Le succès évolutif des crapauds modernes, qui a permis à ces amphibiens d’étendre leur présence à presque tous les continents, tiendrait aux glandes venimeuses situées derrière leurs yeux, selon une récente étude. Ce trait, leur conférant une défense efficace contre les prédateurs, serait apparu peu après leur départ d’Amérique du Sud, parallèlement à une croissance exponentielle de leur diversité. Cela suggère une remarquable capacité d’adaptation et d’expansion pour des animaux a priori limités d’un point de vue biologique.
La répartition des espèces vivantes sur Terre a été façonnée pendant des centaines de millions d’années par son histoire géologique et l’évolution des traits biologiques. La tectonique des plaques et le mouvement des continents ont joué un rôle clé dans la dispersion et la diversification régionale des espèces.
Cependant, si l’histoire géologique de la planète et l’évolution des traits sont largement reconnues comme des facteurs majeurs de la répartition des espèces, elles sont généralement étudiées séparément. En d’autres termes, la manière dont ces deux forces ont conjointement influencé la dispersion des espèces demeure encore mal comprise.
Apparus quelques millions d’années après la disparition des dinosaures
Dans le cadre d’une nouvelle étude publiée cette semaine dans la revue Proceedings of the Royal Society B: Biological Sciences, une équipe internationale de chercheurs suggère que les crapauds modernes (famille des Bufonidae) pourraient combler certaines lacunes dans la compréhension des modèles de dispersion des espèces.

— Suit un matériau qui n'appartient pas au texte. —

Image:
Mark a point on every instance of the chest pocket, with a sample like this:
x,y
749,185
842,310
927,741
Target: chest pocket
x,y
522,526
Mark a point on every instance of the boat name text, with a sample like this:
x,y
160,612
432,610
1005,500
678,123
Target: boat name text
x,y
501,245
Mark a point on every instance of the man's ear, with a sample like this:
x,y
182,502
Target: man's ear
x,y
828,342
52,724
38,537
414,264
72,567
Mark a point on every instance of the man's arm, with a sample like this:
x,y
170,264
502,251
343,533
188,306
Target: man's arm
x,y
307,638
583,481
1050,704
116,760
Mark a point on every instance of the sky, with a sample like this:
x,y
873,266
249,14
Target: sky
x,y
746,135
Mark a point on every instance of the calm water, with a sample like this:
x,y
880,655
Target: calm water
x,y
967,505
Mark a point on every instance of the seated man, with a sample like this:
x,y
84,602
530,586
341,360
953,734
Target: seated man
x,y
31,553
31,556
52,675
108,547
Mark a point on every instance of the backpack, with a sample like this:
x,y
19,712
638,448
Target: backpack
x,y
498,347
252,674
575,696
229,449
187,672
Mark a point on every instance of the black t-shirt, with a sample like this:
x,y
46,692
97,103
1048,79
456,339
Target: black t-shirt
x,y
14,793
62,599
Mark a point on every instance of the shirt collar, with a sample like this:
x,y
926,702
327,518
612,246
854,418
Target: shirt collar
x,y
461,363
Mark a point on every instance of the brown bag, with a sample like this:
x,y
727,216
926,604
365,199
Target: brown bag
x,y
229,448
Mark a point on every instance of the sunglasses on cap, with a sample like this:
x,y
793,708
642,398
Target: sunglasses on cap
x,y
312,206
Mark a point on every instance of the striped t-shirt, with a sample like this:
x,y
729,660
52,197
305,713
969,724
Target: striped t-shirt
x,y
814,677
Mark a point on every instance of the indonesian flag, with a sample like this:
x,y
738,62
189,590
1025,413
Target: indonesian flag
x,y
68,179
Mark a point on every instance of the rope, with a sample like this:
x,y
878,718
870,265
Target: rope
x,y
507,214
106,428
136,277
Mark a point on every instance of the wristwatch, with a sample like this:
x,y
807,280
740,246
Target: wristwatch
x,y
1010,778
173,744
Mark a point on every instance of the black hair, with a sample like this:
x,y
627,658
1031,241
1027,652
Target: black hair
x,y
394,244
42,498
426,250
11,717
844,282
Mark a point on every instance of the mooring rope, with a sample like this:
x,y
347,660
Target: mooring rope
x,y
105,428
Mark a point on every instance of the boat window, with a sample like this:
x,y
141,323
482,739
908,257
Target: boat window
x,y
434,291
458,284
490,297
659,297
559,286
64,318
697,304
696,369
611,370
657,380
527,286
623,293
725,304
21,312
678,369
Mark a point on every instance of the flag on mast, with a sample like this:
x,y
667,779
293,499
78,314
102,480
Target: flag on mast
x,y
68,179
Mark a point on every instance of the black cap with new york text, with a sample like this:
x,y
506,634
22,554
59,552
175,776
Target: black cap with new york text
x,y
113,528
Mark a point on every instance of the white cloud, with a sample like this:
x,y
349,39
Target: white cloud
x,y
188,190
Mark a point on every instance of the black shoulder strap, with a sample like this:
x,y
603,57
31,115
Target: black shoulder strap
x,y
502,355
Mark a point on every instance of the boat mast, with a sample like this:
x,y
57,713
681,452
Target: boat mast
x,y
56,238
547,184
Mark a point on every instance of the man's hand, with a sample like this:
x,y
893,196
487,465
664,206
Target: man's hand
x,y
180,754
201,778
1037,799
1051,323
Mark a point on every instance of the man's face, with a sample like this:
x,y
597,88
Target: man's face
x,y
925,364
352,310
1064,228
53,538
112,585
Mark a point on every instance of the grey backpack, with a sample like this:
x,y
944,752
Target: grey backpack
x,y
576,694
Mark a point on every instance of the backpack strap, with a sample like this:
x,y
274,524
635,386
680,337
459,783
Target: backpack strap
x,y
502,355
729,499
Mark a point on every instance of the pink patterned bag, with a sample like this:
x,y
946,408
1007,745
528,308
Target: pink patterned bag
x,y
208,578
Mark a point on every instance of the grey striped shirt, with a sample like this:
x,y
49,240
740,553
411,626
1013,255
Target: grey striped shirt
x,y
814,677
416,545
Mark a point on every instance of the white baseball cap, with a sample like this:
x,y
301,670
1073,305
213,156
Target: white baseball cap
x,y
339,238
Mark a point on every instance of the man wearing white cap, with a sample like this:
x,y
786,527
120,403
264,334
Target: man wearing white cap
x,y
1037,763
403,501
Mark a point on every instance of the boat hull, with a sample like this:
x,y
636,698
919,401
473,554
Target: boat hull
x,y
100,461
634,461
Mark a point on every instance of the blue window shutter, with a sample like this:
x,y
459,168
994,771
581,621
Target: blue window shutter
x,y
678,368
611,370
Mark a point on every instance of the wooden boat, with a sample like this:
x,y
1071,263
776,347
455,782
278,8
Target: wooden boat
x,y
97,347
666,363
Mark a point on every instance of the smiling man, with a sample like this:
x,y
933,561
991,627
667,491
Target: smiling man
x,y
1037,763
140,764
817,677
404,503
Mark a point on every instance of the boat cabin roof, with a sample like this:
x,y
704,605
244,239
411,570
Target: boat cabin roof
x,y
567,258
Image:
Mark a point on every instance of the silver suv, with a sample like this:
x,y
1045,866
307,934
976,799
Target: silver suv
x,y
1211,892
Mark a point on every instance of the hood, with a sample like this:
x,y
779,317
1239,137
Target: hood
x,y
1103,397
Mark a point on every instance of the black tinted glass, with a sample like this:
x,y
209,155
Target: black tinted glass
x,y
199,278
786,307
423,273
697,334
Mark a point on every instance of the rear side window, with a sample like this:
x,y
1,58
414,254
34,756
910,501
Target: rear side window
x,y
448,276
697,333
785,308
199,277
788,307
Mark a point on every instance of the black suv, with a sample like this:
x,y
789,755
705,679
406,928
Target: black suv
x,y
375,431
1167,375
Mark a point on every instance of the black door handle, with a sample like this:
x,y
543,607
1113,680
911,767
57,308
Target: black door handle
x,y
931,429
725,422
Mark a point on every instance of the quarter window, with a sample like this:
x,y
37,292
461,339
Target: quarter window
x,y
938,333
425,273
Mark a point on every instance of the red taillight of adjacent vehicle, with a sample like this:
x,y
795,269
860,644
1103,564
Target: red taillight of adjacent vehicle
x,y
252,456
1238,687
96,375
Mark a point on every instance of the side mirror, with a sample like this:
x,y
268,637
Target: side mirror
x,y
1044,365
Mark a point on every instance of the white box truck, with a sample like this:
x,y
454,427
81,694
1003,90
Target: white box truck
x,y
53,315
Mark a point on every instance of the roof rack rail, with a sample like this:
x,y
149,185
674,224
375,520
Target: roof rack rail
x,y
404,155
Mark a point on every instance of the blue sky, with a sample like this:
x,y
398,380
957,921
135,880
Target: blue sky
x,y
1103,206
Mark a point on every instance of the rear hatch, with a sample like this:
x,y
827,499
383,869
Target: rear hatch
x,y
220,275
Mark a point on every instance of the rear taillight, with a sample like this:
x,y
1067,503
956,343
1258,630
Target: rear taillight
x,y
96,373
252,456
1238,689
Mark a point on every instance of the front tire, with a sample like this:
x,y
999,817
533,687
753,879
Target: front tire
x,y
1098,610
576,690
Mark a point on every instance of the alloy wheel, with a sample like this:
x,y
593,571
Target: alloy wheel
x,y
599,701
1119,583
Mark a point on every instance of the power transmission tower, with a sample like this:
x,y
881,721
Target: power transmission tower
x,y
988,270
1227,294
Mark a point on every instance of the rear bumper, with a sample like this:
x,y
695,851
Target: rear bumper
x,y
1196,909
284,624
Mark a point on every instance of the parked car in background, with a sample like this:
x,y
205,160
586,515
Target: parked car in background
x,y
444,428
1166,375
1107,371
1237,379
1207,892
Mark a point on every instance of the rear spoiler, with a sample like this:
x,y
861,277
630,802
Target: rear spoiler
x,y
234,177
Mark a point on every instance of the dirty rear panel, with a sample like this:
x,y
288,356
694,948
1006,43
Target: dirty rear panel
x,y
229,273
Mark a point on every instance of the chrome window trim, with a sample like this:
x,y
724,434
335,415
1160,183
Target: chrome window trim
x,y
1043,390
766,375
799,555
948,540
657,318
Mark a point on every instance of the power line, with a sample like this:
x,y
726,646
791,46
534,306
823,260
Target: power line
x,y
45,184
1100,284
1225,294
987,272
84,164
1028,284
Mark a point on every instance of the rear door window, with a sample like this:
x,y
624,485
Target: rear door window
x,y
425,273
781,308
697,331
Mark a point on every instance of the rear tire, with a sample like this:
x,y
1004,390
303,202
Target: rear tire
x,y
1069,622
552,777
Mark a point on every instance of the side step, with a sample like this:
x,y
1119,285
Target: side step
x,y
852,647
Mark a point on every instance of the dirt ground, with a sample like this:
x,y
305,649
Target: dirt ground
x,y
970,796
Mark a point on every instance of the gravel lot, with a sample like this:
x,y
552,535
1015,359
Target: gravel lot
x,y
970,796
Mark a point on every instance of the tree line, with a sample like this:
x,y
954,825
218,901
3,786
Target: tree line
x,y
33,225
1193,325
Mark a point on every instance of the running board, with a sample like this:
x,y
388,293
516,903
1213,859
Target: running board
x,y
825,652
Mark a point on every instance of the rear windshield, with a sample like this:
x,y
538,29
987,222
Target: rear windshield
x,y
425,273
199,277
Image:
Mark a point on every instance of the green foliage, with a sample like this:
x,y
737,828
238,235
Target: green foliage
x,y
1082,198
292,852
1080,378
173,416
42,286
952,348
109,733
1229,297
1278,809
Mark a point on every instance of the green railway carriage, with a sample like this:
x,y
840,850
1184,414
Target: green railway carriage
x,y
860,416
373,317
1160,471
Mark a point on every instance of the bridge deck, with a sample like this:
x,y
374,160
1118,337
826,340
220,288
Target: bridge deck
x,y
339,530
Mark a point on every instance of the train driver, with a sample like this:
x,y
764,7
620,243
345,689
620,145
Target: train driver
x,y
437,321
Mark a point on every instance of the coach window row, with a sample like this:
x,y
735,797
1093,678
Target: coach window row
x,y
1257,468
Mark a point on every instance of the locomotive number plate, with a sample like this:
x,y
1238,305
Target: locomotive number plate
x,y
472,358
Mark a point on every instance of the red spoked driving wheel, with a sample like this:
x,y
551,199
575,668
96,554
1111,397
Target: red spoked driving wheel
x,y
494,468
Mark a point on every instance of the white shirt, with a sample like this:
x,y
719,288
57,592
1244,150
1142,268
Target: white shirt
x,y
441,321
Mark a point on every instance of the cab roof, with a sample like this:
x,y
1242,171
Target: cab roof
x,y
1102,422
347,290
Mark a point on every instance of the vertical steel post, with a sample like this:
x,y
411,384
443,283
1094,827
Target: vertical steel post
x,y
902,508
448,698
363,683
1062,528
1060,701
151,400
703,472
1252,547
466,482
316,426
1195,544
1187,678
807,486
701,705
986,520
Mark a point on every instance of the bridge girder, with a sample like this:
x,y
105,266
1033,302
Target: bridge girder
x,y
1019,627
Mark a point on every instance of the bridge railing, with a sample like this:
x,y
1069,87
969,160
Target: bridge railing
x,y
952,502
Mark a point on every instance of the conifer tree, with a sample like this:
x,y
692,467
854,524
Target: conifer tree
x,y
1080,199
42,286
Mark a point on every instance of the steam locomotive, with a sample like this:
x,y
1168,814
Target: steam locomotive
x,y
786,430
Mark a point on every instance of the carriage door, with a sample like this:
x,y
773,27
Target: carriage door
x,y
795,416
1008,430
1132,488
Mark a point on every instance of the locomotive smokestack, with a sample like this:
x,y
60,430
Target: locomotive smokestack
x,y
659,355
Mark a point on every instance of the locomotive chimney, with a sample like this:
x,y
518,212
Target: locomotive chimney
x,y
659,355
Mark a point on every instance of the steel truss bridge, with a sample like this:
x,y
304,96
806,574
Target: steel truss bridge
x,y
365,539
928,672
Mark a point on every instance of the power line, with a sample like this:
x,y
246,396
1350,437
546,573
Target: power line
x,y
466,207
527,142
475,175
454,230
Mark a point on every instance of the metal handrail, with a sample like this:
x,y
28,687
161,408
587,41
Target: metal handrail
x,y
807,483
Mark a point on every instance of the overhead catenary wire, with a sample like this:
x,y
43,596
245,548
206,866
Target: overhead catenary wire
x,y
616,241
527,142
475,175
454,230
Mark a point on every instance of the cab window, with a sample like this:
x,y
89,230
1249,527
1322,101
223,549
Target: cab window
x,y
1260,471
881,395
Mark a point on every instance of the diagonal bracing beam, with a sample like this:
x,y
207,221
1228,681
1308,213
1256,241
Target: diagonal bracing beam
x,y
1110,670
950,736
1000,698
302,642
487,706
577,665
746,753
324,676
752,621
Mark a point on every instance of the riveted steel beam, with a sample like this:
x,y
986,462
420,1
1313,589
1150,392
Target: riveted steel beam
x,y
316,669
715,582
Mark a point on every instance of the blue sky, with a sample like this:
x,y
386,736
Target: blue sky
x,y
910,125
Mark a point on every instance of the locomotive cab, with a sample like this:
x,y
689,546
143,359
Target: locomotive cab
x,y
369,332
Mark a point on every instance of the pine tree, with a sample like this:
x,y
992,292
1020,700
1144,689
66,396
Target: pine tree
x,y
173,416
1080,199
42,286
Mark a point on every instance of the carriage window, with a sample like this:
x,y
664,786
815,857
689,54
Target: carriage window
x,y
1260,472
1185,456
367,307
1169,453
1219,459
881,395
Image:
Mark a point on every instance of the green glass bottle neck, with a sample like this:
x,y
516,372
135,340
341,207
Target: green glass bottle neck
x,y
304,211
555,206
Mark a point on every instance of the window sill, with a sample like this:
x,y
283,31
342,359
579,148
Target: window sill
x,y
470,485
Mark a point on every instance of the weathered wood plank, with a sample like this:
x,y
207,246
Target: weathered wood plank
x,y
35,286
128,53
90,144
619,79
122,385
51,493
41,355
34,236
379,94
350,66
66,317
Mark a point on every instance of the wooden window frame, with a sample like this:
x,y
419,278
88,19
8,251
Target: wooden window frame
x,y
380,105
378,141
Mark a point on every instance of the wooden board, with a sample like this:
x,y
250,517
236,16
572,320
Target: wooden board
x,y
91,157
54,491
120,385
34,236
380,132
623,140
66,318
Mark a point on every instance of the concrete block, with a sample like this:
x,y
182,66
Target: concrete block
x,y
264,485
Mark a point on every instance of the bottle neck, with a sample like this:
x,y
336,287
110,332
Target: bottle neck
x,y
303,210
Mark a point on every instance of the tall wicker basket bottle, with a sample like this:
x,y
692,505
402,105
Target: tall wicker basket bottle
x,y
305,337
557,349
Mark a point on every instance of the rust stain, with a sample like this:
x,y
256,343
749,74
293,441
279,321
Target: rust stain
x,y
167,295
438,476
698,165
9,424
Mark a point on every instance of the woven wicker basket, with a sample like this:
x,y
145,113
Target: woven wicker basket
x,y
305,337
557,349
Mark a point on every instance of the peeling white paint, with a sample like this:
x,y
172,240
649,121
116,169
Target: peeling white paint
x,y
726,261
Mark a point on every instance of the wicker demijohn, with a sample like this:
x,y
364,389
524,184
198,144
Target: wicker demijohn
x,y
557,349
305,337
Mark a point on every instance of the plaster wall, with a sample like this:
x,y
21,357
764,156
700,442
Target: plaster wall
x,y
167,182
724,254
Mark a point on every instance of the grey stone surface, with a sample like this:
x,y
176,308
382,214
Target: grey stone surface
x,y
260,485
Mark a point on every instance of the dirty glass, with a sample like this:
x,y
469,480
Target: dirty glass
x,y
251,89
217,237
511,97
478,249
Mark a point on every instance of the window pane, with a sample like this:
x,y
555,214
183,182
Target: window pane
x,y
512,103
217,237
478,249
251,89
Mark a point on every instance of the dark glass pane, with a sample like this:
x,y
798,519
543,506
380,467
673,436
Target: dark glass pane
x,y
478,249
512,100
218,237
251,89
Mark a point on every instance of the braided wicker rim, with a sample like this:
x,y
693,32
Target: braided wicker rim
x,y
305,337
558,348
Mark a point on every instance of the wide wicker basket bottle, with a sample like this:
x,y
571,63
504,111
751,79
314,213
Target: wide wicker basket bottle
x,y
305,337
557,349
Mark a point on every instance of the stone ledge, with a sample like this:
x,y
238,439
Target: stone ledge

Comptant aujourd’hui près de 56 genres et plus de 700 espèces connues, ils se distinguent par leur grande capacité d’invasion et de colonisation. Originaires d’Amérique du Sud, ils se sont dispersés à travers tous les continents (à l’exception de l’Antarctique) et occupent des habitats allant des déserts aux forêts tropicales, en passant par les toundras tempérées. Ils regroupent aussi bien des espèces terrestres qu’arboricoles ou fouisseuses. Ils sont parvenus, par exemple, à coloniser des régions isolées depuis des millions d’années comme l’Australie, Madagascar ou les îles Mascareignes (Maurice et La Réunion).
Afin de comprendre comment leurs traits ont évolué pour leur permettre d’occuper de nouveaux continents, l’équipe de l’étude a analysé des échantillons d’ADN provenant de 124 espèces réparties en Afrique, en Asie, en Europe, en Amérique du Sud, en Amérique du Nord et en Océanie. Ces données ont été complétées avec celles issues de bases de données existantes portant sur des centaines d’autres espèces.
Des modélisations informatiques ont permis de traiter ces données et de retracer la dispersion géologique des crapauds sur plusieurs dizaines de millions d’années. Ce travail a identifié à quels moments les traits conférant des avantages évolutifs sont apparus et quand de nouvelles espèces ont émergé. Les résultats indiquent que les crapauds modernes sont apparus en Amérique du Sud il y a environ 61 millions d’années, soit quelques millions d’années seulement après la disparition des dinosaures. Selon une hypothèse, ils auraient pu traverser l’océan Atlantique pour se disperser vers l’Afrique et l’Europe, ce qui reste surprenant puisqu’ils ne sont pas de très bons nageurs et tolèrent mal l’eau salée.
D’autres théories suggèrent qu’ils auraient plutôt gagné l’Amérique du Nord en passant par l’Amérique centrale avant d’atteindre l’Europe et l’Asie. Leur traversée aurait pu s’effectuer sur des radeaux de végétation flottante, illustrant une étonnante capacité d’adaptation pour des animaux incapables de bien nager et peu résistants à l’eau salée.

Un avantage clé apparu après la dispersion hors d’Amérique du Sud
Les analyses ont révélé que le nombre d’espèces a considérablement augmenté après leur dispersion hors de leur continent d’origine, ce qui suggère qu’un trait évolutif majeur est apparu à ce moment précis. En étudiant les données génétiques, les chercheurs ont établi que les glandes venimeuses se sont développées à peu près à cette période.
« La diversification des espèces a augmenté après leur départ d’Amérique du Sud, en lien avec les événements géologiques du Cénozoïque et des innovations clés telles que les glandes parotoïdes toxiques, assurant une défense contre les prédateurs », écrivent les auteurs de l’étude. D’après eux, ce trait a très probablement contribué à leur succès mondial.
« Nos résultats soulignent la nécessité de prendre sérieusement en compte les corridors océaniques et antarctiques dans la reconstruction de la biogéographie des amphibiens et démontrent que, dans des conditions climatiques et géologiques favorables, même des groupes physiologiquement contraints comme les amphibiens peuvent surmonter de formidables barrières géographiques », concluent-ils.